Design the amplifier in (a) for a gain of -10. What is the expected 3dB bandwidth? Measure the bandwidth by sweeping the input sinewave frequency. Is there peaking(gain at some frequency higher than the dc gain) in the frequency response? Measure the step response by applying a low frequency square wave. Is there an overshoot?

What happens when there is a capacitance from the inverting terminal of the opamp to ground? Connect larger and larger capacitors and see what happens to the step response and the frequency response. Explain.

Adjust C_p to get the largest bandwidth possible with no peaking in the frequency response. How does this bandwidth compare to the previous case? Explain clearly. Measure the step response and its overshoot, if any.

A CMOS inverter biased in its active region behaves like a transconductor ((a) in the above figure) with its positive input grounded. Determine the impedance of an inverter whose output is shorted to its input.

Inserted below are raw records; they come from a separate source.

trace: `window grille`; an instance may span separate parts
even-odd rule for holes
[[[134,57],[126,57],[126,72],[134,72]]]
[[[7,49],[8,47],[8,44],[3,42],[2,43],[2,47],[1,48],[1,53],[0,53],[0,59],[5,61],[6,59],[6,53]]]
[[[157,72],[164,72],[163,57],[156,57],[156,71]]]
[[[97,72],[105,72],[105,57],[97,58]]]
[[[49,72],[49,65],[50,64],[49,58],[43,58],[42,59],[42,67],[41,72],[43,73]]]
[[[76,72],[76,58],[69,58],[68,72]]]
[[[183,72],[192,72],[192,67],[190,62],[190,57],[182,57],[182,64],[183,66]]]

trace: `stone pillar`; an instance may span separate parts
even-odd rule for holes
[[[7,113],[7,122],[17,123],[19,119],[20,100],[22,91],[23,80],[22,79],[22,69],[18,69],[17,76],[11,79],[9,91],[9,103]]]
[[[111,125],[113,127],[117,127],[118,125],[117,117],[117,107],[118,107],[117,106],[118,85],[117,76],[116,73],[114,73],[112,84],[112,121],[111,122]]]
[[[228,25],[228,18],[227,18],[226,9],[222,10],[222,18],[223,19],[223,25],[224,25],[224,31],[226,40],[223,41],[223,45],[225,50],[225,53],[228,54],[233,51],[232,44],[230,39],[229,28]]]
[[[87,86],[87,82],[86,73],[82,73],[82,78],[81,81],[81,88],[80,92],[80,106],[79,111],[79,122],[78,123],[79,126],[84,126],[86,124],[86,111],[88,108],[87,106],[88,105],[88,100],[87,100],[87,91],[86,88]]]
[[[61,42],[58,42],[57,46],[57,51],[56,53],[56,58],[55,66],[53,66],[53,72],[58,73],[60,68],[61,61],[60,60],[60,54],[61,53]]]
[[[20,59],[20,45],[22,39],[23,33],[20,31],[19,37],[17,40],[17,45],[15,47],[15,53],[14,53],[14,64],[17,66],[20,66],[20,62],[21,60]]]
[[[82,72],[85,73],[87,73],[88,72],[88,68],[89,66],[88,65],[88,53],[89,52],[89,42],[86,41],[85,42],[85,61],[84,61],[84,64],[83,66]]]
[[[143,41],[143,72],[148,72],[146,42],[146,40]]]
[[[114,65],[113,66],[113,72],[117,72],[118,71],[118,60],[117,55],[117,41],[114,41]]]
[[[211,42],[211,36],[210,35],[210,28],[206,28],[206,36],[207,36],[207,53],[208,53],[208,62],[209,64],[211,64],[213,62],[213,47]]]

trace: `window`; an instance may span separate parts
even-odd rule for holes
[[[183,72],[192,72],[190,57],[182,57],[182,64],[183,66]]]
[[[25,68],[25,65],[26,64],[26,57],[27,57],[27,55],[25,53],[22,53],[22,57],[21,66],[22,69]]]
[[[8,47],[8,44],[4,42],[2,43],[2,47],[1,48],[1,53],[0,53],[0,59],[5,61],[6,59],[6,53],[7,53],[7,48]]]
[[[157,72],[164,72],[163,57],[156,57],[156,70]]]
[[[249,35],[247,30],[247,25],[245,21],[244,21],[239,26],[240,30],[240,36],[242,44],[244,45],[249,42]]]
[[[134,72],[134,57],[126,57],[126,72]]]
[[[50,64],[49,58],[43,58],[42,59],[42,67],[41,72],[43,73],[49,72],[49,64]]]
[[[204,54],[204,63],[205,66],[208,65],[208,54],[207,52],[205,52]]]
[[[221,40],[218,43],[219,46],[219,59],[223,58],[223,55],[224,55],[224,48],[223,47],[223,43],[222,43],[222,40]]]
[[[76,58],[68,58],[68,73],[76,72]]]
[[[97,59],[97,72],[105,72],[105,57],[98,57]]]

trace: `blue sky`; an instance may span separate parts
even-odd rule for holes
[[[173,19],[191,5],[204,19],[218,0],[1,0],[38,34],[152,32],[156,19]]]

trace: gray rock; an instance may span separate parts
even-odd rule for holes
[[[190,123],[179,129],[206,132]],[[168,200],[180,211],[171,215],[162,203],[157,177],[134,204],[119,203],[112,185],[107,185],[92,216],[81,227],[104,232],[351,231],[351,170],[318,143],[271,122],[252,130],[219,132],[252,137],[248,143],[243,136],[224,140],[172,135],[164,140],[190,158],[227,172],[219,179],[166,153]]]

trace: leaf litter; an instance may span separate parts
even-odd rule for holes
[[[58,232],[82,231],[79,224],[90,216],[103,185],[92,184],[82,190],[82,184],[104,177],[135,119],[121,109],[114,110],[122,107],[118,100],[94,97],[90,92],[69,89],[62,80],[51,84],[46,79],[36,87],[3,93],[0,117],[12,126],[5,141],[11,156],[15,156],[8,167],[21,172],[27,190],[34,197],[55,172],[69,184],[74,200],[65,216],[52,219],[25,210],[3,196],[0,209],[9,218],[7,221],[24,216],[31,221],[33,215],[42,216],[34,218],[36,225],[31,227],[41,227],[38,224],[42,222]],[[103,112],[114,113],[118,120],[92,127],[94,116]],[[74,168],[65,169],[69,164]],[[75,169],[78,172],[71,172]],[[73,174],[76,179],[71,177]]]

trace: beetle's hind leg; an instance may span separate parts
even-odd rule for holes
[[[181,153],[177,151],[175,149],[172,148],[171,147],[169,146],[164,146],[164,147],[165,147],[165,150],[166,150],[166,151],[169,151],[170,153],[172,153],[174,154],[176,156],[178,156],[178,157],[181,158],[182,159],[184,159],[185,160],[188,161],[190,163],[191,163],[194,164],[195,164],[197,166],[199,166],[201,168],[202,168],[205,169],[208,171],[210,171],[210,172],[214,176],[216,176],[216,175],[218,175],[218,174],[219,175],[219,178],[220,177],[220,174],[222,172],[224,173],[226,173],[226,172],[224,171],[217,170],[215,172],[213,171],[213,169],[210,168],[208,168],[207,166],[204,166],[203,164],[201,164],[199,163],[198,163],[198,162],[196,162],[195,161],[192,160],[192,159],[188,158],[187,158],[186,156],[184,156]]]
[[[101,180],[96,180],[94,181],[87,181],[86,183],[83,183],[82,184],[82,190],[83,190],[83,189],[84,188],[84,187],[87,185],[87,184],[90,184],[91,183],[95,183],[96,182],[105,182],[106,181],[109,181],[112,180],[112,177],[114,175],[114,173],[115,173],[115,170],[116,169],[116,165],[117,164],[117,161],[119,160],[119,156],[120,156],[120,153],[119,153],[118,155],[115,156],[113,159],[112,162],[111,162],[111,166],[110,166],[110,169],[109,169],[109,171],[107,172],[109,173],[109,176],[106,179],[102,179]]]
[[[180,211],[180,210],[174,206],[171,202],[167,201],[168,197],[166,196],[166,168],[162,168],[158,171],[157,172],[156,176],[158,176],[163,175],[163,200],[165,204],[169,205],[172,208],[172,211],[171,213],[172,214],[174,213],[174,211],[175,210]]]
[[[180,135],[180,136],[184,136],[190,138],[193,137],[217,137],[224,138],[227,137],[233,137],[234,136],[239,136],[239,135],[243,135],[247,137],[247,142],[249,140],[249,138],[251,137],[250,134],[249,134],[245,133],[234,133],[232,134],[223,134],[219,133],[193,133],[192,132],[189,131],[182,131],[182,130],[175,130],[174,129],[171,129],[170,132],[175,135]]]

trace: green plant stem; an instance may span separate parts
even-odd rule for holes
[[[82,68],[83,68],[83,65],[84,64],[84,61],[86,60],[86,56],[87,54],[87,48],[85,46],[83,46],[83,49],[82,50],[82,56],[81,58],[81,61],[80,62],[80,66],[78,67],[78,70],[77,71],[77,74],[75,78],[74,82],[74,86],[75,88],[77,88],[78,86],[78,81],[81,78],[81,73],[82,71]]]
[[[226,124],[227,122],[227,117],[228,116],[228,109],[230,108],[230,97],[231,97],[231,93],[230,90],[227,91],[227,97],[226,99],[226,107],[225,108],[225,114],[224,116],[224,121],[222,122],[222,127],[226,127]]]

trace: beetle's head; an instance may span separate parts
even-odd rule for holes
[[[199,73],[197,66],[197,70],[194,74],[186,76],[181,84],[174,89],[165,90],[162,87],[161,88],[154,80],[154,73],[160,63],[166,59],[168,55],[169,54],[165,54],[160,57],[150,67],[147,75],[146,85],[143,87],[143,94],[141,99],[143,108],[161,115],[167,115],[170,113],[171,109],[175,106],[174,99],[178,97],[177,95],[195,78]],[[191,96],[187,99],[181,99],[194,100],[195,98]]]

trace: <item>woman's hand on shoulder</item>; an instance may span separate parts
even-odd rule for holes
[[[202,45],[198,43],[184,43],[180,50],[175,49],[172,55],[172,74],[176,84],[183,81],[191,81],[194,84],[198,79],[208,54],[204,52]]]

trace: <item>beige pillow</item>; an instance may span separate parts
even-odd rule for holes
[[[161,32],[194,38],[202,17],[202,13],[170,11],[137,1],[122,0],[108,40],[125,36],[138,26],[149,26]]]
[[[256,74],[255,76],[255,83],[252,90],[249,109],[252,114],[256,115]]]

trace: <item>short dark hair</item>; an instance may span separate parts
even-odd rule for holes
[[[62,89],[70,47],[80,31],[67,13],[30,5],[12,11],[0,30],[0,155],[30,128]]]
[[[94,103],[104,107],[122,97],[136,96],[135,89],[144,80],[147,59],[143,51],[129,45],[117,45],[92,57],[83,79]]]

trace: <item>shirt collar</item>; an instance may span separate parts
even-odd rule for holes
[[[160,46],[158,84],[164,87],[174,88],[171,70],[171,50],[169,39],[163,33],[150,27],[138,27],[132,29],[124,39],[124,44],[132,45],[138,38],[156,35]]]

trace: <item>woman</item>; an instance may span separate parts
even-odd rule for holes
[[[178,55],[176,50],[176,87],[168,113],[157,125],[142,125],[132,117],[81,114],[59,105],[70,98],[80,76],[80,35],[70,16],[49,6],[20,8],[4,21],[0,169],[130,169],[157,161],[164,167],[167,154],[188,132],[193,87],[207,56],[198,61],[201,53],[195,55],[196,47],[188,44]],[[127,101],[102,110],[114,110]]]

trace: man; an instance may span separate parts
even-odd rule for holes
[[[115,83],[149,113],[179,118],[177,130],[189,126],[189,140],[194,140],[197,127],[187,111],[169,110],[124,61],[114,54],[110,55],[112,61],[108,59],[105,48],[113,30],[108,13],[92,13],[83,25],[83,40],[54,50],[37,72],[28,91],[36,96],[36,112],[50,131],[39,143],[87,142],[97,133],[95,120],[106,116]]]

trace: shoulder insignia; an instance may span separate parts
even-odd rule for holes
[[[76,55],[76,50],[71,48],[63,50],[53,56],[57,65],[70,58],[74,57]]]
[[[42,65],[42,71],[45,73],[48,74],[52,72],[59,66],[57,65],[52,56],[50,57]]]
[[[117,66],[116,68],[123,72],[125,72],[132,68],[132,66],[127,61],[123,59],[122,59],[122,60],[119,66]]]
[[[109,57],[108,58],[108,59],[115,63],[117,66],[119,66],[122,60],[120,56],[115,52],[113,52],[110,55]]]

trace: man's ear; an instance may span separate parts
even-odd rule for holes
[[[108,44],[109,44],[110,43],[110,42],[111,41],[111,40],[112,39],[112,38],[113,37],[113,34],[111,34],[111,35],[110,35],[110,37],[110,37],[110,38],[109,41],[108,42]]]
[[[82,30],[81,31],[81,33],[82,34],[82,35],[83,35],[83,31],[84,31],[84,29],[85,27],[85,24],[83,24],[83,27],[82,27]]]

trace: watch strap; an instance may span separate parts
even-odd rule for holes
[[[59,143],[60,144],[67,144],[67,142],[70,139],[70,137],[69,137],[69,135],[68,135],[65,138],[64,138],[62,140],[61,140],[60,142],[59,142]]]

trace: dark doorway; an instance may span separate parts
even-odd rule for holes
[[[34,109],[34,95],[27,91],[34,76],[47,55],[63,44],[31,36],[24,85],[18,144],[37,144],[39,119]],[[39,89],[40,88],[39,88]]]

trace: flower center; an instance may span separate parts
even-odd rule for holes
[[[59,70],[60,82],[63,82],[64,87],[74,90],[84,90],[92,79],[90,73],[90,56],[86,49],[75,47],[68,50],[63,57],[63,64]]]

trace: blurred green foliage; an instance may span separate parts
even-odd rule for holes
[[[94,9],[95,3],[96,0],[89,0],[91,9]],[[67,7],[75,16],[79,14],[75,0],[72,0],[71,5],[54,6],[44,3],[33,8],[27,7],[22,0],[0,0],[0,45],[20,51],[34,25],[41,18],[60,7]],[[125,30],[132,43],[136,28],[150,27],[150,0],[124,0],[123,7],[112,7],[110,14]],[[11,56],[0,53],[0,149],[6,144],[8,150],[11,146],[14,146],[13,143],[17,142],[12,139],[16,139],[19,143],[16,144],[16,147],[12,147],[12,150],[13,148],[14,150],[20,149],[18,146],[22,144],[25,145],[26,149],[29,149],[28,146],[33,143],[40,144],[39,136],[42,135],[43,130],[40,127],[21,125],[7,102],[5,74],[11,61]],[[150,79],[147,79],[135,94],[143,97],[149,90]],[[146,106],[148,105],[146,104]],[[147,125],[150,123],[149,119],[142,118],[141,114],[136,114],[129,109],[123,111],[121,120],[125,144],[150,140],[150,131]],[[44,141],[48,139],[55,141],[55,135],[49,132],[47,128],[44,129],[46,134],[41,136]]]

Measure the transconductance by forming a voltage divider with this impedance and measuring the voltages v_x and v_y ((b) in the above figure). Do the measurements at 5V, 6V, and 7V supplies. Also note the dc bias voltage of the self biased inverter. How do these transconductance measurements compare to calculated values from the results of the first experiment?

Bias an inverter so that it can be used as a standalone transconductor (as in (a) in the above figure). The lowest input frequency can be assumed to be 100Hz.